第37話ヨーシャへの相談

 ●ヨーシャへの相談

 私は、ヨーシャのところまでやってきていました。要件は、マサネをヨーシャのところで引き取ってもらう話が反故になったことを話しにいくためでした。


 ヨーシャは私の話を聞いて、納得できないという顔をしていた。


「お前、それでいいのか?」


 ヨーシャは、私にそう尋ねました。


「マサネがそう望んでいるから仕方がないんです」


 私が、そういうとヨーシャはため息をつきました。


「あのな、子育ては我儘を聞くことじゃないぞ」


「子育てをしているつもりはないのですが」


 マサネはもう十分に大きいのです。私が育てずとも、十分に育っています。


「子育てだろ。子育て」


 ヨーシャは、タバコをいいかと尋ねてきます。私は、頷きました。ヨーシャは旨そうにタバコを吸います。


「親と離れたくはないというのは、我儘だろ」


「だから、私はマサネの親ではないといっているでしょう」


 私は頭を抱えました。


「どうしたんだ?頭痛か」


「昨日、お酒を飲んだんです。二日酔いです」


 私はもともと酒に強くないので、一杯で二日酔いを起こすのです。
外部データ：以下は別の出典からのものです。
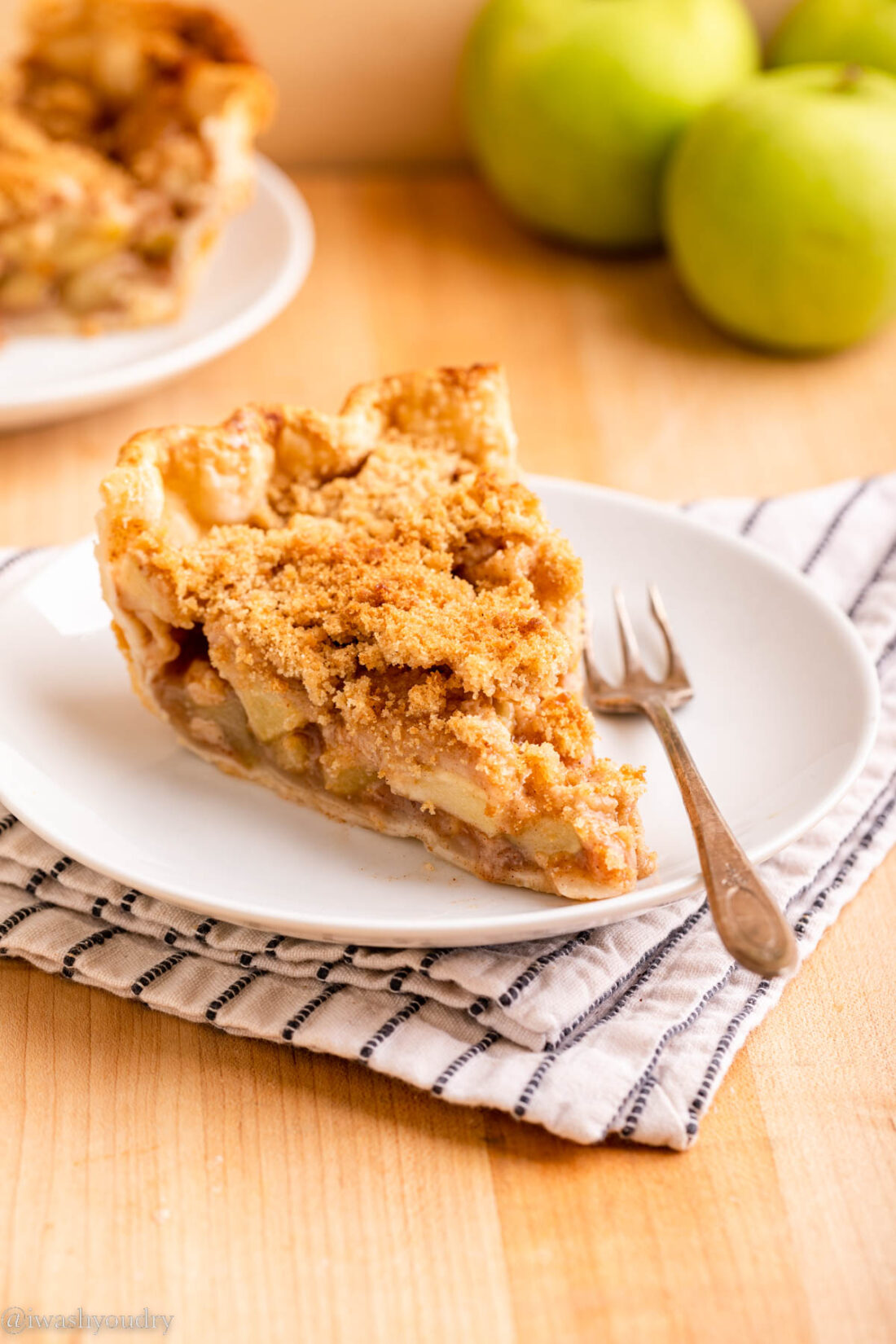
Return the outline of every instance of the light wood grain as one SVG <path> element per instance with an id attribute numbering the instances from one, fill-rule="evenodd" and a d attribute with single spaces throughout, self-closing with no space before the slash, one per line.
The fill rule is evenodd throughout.
<path id="1" fill-rule="evenodd" d="M 748 0 L 767 31 L 791 0 Z M 287 164 L 465 157 L 457 108 L 463 38 L 482 0 L 215 0 L 277 81 L 267 153 Z M 24 0 L 0 0 L 0 55 Z"/>
<path id="2" fill-rule="evenodd" d="M 336 407 L 359 379 L 453 360 L 506 363 L 535 469 L 673 497 L 896 465 L 896 332 L 778 363 L 716 337 L 662 259 L 545 247 L 466 177 L 302 187 L 320 251 L 290 310 L 152 396 L 0 439 L 0 540 L 83 534 L 145 425 L 247 398 Z M 1 965 L 0 1306 L 146 1305 L 189 1344 L 887 1344 L 895 949 L 891 857 L 685 1156 L 579 1149 Z"/>

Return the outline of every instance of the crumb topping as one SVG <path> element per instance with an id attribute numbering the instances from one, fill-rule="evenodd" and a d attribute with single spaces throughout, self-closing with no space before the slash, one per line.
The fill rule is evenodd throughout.
<path id="1" fill-rule="evenodd" d="M 505 833 L 564 823 L 600 880 L 646 862 L 642 771 L 595 758 L 572 688 L 580 563 L 517 474 L 500 370 L 383 379 L 334 417 L 148 431 L 103 496 L 113 607 L 168 633 L 156 675 L 171 632 L 201 629 L 238 691 L 301 704 L 330 777 L 449 770 Z"/>

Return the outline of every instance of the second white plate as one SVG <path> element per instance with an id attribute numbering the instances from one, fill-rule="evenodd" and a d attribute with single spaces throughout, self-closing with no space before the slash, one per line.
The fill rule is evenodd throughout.
<path id="1" fill-rule="evenodd" d="M 660 664 L 643 587 L 661 583 L 696 687 L 681 728 L 752 859 L 802 835 L 856 777 L 877 681 L 846 618 L 799 575 L 672 509 L 536 480 L 584 562 L 596 646 L 618 671 L 619 582 Z M 322 941 L 514 942 L 576 933 L 696 890 L 697 856 L 652 728 L 599 722 L 603 749 L 647 766 L 656 874 L 572 903 L 493 886 L 394 840 L 231 780 L 177 746 L 134 698 L 109 630 L 91 544 L 56 556 L 0 606 L 0 797 L 64 853 L 201 915 Z"/>
<path id="2" fill-rule="evenodd" d="M 83 415 L 208 363 L 286 306 L 314 255 L 314 226 L 286 173 L 257 159 L 255 195 L 230 222 L 176 323 L 103 336 L 20 336 L 0 345 L 0 429 Z"/>

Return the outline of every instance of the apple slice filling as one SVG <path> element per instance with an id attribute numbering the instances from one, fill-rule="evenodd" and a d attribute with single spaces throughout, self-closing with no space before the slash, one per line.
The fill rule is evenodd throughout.
<path id="1" fill-rule="evenodd" d="M 153 695 L 175 728 L 218 763 L 232 761 L 253 773 L 274 774 L 286 786 L 325 790 L 386 818 L 423 812 L 453 848 L 474 852 L 497 880 L 512 880 L 536 864 L 552 871 L 562 894 L 592 894 L 594 879 L 580 863 L 582 843 L 567 821 L 540 817 L 510 832 L 502 828 L 498 804 L 463 766 L 408 765 L 379 773 L 368 762 L 347 758 L 344 743 L 328 743 L 337 734 L 310 722 L 302 691 L 266 687 L 216 650 L 219 671 L 201 629 L 175 633 L 180 653 L 156 676 Z"/>

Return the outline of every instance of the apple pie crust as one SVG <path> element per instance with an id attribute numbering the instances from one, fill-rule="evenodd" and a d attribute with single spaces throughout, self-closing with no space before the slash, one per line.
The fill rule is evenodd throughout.
<path id="1" fill-rule="evenodd" d="M 652 871 L 642 770 L 594 753 L 582 570 L 517 476 L 500 370 L 149 430 L 102 496 L 118 642 L 191 750 L 492 882 L 588 899 Z"/>
<path id="2" fill-rule="evenodd" d="M 211 9 L 32 0 L 0 78 L 0 317 L 13 331 L 179 314 L 249 200 L 267 77 Z"/>

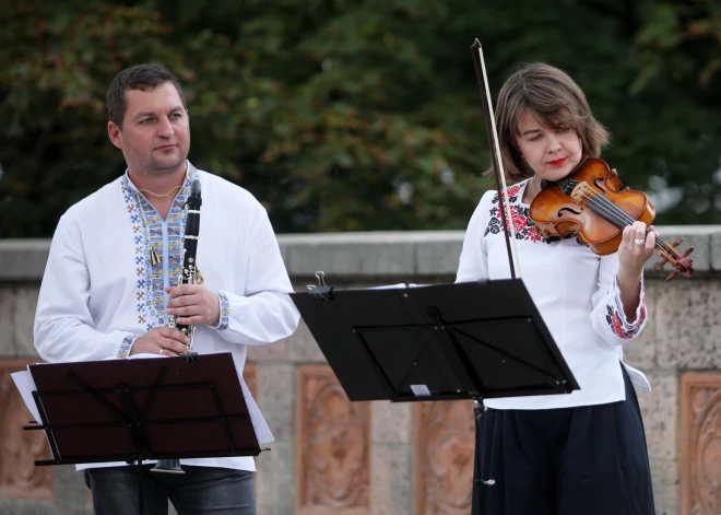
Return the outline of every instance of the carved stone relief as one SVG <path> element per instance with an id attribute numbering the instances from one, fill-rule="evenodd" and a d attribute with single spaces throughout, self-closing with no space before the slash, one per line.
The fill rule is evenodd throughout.
<path id="1" fill-rule="evenodd" d="M 684 515 L 721 513 L 721 374 L 682 377 Z"/>
<path id="2" fill-rule="evenodd" d="M 415 407 L 415 502 L 418 515 L 468 515 L 473 494 L 473 402 Z"/>
<path id="3" fill-rule="evenodd" d="M 52 456 L 43 432 L 23 431 L 32 415 L 10 376 L 28 363 L 0 361 L 0 498 L 49 501 L 52 469 L 36 467 L 34 461 Z"/>
<path id="4" fill-rule="evenodd" d="M 327 365 L 298 367 L 299 515 L 369 513 L 370 407 L 351 402 Z"/>

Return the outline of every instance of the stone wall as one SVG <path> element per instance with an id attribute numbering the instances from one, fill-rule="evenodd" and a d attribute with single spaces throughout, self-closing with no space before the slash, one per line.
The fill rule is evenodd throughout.
<path id="1" fill-rule="evenodd" d="M 693 245 L 697 274 L 671 282 L 649 271 L 650 320 L 626 359 L 651 381 L 639 393 L 657 513 L 721 513 L 721 227 L 660 227 Z M 462 232 L 280 236 L 296 291 L 317 270 L 336 288 L 451 282 Z M 47 456 L 10 372 L 37 354 L 32 325 L 47 241 L 0 241 L 0 513 L 92 513 L 72 467 Z M 246 381 L 275 435 L 258 458 L 259 515 L 470 513 L 470 401 L 347 401 L 305 325 L 251 348 Z"/>

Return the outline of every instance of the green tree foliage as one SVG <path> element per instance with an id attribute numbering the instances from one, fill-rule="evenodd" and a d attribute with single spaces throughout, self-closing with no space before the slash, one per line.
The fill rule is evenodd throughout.
<path id="1" fill-rule="evenodd" d="M 492 186 L 475 37 L 494 91 L 534 60 L 579 82 L 614 136 L 606 161 L 667 203 L 659 223 L 719 221 L 711 2 L 14 3 L 0 7 L 0 237 L 51 235 L 122 173 L 105 91 L 151 61 L 185 84 L 190 159 L 252 191 L 276 231 L 462 229 Z"/>

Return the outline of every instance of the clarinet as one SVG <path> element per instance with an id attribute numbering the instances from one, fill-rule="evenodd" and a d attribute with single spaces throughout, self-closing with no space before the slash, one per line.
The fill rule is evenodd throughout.
<path id="1" fill-rule="evenodd" d="M 182 269 L 178 277 L 178 285 L 180 284 L 197 284 L 199 280 L 198 266 L 196 262 L 196 253 L 198 250 L 198 233 L 200 232 L 200 206 L 203 203 L 200 198 L 200 180 L 193 180 L 190 186 L 190 196 L 186 202 L 186 235 L 182 243 Z M 187 361 L 194 361 L 197 354 L 192 352 L 192 339 L 196 335 L 196 326 L 187 326 L 184 324 L 176 324 L 176 317 L 170 316 L 168 320 L 169 327 L 175 327 L 181 330 L 189 339 L 188 352 L 181 355 Z M 179 459 L 158 459 L 155 467 L 151 469 L 152 472 L 167 472 L 167 473 L 185 473 L 180 467 Z"/>
<path id="2" fill-rule="evenodd" d="M 196 254 L 198 253 L 198 234 L 200 233 L 200 207 L 203 200 L 200 198 L 200 180 L 196 179 L 190 186 L 190 196 L 186 201 L 186 235 L 182 242 L 182 268 L 178 277 L 178 286 L 180 284 L 197 284 L 198 265 Z M 169 327 L 181 330 L 189 339 L 188 348 L 192 350 L 192 340 L 196 336 L 196 326 L 186 326 L 176 324 L 176 317 L 170 316 Z"/>

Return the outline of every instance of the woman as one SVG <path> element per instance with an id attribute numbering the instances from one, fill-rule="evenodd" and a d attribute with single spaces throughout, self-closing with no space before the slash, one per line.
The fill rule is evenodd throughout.
<path id="1" fill-rule="evenodd" d="M 504 192 L 518 260 L 545 324 L 581 389 L 569 395 L 486 400 L 478 422 L 473 514 L 653 515 L 640 410 L 623 344 L 643 329 L 643 264 L 655 232 L 624 229 L 618 251 L 598 256 L 575 237 L 546 241 L 529 219 L 545 182 L 598 157 L 608 134 L 563 71 L 527 66 L 504 84 L 496 126 Z M 521 180 L 522 179 L 522 180 Z M 498 195 L 487 191 L 465 234 L 457 282 L 510 277 Z M 482 480 L 493 479 L 494 484 Z"/>

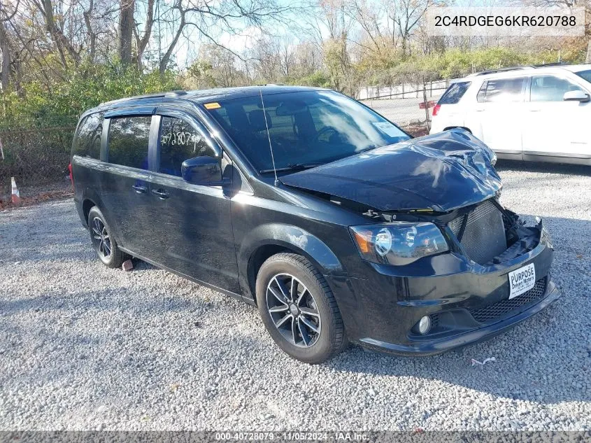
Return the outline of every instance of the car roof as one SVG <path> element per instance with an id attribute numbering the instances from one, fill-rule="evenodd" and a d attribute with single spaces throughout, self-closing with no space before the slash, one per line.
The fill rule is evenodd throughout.
<path id="1" fill-rule="evenodd" d="M 104 112 L 122 108 L 129 108 L 136 106 L 158 106 L 160 104 L 174 103 L 181 100 L 193 104 L 204 104 L 218 100 L 253 97 L 262 94 L 272 95 L 285 92 L 297 92 L 302 91 L 329 90 L 322 87 L 308 86 L 286 86 L 281 85 L 264 85 L 260 86 L 241 86 L 236 87 L 219 87 L 206 90 L 196 90 L 192 91 L 169 91 L 168 92 L 157 92 L 135 97 L 125 97 L 118 100 L 112 100 L 101 103 L 92 109 L 84 113 L 87 115 L 95 112 Z"/>
<path id="2" fill-rule="evenodd" d="M 505 77 L 515 77 L 523 75 L 524 73 L 557 73 L 564 70 L 571 72 L 578 72 L 580 71 L 585 71 L 591 69 L 591 64 L 546 64 L 537 66 L 514 66 L 511 68 L 501 68 L 496 70 L 485 71 L 483 72 L 476 72 L 469 76 L 467 76 L 463 78 L 455 79 L 454 82 L 457 81 L 469 81 L 473 80 L 475 78 L 503 78 Z"/>

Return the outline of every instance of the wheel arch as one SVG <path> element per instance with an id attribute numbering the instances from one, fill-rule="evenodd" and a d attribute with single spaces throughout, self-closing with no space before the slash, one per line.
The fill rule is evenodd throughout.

ヨーシャは苦笑いしながら、タバコをうまそうに吹かします。


「無理してやけ酒なんてするから」


 ヨーシャは、私に水を出してくれました。


 私は、一気にそれを飲み干します。


 生き返った気分でした。


「ともかく、私はマサネと一緒にいます。それは決めたことです」


 私は、ヨーシャに再び決意を話します。


 ヨーシャは「はいはい」と私を煙に巻きます。


「それで、本命の話はなんだ?」


 ヨーシャは、もう一杯水をくれました。


「さっきの話も十分に本命だったんですよ」


 私は、そう言いました。


「……ヨーシャ。暗殺集団が動くかもしれません」


 ヨーシャはかつて、暗殺者であった私を追っていた人間です。暗殺集団が、どんなに非道な存在かを知っていました。


「あの集団が?最近まで大人しかったじゃないか」


「不死人の騒ぎは、暗殺集団が引き起こした可能性があります。不死人の騒ぎでは、多くの死傷者が出ました。ですが、それだけです。一体、暗殺集団がなにを考えているのかがまだ分からない状態です」


 気を付けてください、と私はヨーシャに言いました。


 ヨーシャは、剣を引き抜きました。


 その件はまっすぐ伸びて、私の方に向きます。


「俺に……いいや、俺たちに気をつけろっていうなんて。だいぶえらくなったな、シナ」


 警備隊は、安全地帯の治安維持を目的としています。


 そのために警備隊は手練ればかりを集められていました。


 ヨーシャもそのことを誇りに思っていました。


 だからこそ、私の忠告が気に障ったのでしょう。


「ヨーシャ。私も、あなたたちに手数の全てを見せたわけではないのですよ」



 私は、立ち上がります。


 そして、音もなくヨーシャの背後に忍び寄ります。ヨーシャは私の接近に気が付いていましたが、反応する前に私の手はヨーシャの首に伸びていました。


「ほら、私の方が早いですよ」


 その気になれば、ヨーシャの首を私は締められます。


 ヨーシャは、両手を上げました。


「……負けたよ。暗殺者のシナ」


「その名前は捨てました。けれども、技術はまだまだ生きていますね。これから襲ってくる相手は、私が自分の技術を教えこんだ教え子たちです。気を抜かないでいただきたい」


 私は、ヨーシャのことが気に入っているのです。


 彼に死なれれば、寂しい。


「お前の教え子って、ミサっていう子だけじゃないのかよ」


 ミサのことについては、ヨーシャにも話していました。


 私は首を振ります。


「ミサは、教え子のなかでは一万不出来な子でした。というより、精神が退行しすぎていて殺しには向いていますが、暗殺者にはあまりむいていませんでした。快楽殺人鬼になってしまっていましたし」


「おい、何人いるのかを聞いているんだよ」


 ヨーシャの言葉に、私は顔を背けました。


「覚えてないのか……」


「ちゃんと見てない子も入れれば数えきれないほどです。実戦で使い物になるような子は少なかったと思うのですが」


 私の考えは、甘いのかもしれません。


 ですが、それが私にとっての一類の希望でした。もしも、教え子全員が敵になっていたら、私などかないません。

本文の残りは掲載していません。